Member of the Texas House of Representatives from the 105th district
- Incumbent
- Assumed office January 8, 2019
- Preceded by: Rodney Anderson

Personal details
- Born: Thresa Meza August 1, 1949 (age 76) Dallas, Texas, U.S.
- Party: Democratic
- Education: University of Texas at Arlington (BA); Texas Wesleyan University (JD);
- Website00000: Campaign website

= Terry Meza =

American politician

Thresa "Terry" Meza (born August 1, 1949) is an American politician and attorney serving as a member of the Texas House of Representatives from the 105th district.

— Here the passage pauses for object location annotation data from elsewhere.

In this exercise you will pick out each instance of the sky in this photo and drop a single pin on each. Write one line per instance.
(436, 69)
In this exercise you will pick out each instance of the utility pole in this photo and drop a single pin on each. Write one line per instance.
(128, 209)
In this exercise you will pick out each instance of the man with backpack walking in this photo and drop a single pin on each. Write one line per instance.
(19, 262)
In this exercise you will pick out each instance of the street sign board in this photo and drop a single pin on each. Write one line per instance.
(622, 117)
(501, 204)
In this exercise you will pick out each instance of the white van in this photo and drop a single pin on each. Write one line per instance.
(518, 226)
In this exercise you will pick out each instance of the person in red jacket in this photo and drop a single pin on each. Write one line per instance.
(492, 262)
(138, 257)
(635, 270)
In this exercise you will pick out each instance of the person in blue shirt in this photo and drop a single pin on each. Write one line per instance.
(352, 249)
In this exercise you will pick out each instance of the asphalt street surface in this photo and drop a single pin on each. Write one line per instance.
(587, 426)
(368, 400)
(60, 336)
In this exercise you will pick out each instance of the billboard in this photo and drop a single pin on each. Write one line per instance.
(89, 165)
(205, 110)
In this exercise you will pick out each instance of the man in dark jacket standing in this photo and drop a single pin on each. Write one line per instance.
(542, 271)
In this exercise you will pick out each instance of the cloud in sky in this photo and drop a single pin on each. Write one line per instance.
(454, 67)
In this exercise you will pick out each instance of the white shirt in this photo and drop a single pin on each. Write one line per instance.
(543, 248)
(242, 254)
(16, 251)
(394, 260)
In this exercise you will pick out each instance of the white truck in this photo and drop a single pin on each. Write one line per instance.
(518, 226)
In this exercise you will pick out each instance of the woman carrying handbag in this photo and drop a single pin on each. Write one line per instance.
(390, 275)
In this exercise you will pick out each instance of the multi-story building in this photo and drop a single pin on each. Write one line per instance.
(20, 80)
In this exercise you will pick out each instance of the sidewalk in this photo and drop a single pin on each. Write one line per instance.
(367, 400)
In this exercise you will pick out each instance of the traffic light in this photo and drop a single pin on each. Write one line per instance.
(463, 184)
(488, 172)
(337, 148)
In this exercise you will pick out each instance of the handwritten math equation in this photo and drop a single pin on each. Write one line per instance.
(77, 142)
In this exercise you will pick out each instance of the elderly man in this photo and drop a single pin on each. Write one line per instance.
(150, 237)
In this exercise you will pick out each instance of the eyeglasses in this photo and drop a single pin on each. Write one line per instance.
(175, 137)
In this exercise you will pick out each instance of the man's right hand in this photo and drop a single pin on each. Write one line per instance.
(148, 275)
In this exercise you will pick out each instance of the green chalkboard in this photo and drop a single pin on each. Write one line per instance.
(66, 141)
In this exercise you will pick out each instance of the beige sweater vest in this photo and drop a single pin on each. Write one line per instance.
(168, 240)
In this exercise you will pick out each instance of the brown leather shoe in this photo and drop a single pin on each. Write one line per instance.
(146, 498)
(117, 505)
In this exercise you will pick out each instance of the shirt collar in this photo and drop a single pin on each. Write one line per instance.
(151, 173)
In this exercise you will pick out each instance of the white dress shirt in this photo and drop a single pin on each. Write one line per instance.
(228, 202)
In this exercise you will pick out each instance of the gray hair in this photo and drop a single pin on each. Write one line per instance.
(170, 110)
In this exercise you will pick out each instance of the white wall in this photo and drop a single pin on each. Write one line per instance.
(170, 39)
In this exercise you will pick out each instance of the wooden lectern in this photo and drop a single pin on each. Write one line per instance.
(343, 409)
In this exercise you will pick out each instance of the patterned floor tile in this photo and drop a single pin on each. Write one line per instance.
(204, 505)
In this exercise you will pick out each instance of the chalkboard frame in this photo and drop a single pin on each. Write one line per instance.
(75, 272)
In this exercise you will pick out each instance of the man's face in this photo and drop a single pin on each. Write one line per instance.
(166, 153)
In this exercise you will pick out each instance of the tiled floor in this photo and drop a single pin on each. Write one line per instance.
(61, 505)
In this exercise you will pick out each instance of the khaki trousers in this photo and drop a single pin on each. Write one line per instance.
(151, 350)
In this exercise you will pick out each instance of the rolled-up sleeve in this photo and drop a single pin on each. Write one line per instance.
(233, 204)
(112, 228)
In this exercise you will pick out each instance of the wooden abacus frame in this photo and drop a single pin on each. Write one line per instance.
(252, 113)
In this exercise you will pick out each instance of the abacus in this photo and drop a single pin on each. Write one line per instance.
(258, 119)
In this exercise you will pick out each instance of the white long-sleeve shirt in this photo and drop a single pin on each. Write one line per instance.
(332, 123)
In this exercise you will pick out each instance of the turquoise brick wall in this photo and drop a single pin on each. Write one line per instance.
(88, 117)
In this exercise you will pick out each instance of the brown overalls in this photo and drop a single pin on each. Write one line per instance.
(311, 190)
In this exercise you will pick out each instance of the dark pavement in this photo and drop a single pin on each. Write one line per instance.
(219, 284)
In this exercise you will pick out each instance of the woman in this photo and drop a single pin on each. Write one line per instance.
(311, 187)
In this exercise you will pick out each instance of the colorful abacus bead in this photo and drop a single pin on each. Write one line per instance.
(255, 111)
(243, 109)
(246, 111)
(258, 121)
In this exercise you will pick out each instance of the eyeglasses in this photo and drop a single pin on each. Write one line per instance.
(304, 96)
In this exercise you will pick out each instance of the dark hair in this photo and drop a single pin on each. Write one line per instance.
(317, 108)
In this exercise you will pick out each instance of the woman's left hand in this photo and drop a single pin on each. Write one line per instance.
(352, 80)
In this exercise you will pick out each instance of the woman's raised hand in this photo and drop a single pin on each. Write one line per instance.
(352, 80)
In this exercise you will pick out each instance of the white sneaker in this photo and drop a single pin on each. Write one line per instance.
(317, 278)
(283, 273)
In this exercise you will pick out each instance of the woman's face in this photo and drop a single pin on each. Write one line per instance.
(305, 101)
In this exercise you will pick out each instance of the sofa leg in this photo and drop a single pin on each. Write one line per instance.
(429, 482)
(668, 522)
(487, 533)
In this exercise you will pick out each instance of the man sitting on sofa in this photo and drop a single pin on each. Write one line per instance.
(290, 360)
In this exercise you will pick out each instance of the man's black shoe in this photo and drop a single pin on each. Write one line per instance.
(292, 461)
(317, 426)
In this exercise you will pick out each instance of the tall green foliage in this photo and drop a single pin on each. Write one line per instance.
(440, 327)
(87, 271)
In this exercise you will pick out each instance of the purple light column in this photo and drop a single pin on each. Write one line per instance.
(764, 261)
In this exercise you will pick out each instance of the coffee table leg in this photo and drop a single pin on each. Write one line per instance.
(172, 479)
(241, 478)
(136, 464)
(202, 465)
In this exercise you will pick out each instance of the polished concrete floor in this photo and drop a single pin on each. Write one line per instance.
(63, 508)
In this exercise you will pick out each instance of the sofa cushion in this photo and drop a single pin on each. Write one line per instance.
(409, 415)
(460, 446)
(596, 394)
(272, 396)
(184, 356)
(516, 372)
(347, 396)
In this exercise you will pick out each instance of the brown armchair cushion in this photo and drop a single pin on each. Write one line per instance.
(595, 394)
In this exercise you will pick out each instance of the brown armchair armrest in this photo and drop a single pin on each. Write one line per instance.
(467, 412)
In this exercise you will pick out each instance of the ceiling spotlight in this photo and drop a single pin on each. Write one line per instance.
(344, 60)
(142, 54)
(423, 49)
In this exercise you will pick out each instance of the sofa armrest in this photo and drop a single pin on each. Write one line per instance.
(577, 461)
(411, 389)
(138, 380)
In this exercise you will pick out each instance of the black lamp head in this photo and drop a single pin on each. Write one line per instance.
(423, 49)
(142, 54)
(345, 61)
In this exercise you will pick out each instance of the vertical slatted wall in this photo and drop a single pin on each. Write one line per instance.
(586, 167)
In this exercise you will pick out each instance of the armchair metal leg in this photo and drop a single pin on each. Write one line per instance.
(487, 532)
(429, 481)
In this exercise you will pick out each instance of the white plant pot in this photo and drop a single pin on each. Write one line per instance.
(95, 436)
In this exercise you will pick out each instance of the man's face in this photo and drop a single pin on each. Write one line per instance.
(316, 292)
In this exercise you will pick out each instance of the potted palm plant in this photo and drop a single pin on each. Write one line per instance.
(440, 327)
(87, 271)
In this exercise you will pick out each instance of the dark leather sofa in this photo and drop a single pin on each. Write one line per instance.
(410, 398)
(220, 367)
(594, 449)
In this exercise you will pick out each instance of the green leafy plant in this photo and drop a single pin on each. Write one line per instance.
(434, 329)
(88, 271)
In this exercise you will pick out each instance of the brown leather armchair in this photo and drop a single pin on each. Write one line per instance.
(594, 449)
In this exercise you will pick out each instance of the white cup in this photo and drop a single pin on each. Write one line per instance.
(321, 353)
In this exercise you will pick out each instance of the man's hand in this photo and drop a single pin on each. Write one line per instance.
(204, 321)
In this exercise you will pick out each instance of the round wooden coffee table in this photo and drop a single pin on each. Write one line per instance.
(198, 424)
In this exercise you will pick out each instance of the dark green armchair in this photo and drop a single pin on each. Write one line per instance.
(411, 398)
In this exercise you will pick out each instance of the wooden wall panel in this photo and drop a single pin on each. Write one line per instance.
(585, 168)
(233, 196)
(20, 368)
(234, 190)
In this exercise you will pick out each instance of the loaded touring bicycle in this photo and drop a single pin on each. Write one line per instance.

== Early life and education ==
Born in Oak Cliff, Dallas, she was raised in Irving, Texas and attended Irving High School. She earned a Bachelor of Arts degree from the University of Texas at Arlington and a Juris Doctor from the Texas Wesleyan University School of Law (now Texas A&M University School of Law).

== Career ==
Prior to serving in the Texas House of Representatives, Meza worked as a teacher at South Grand Prairie High School and operated an independent legal practice. Meza was elected to the House in 2018, defeating incumbent Republican Rodney Anderson. She is a member of the Democratic Party. In 2020, Meza introduced HB196, a bill to modify Texas' "Castle Doctrine" to require homeowners to retreat into their own homes if it can safely be done rather than using deadly force against those who are stealing property from outside their home.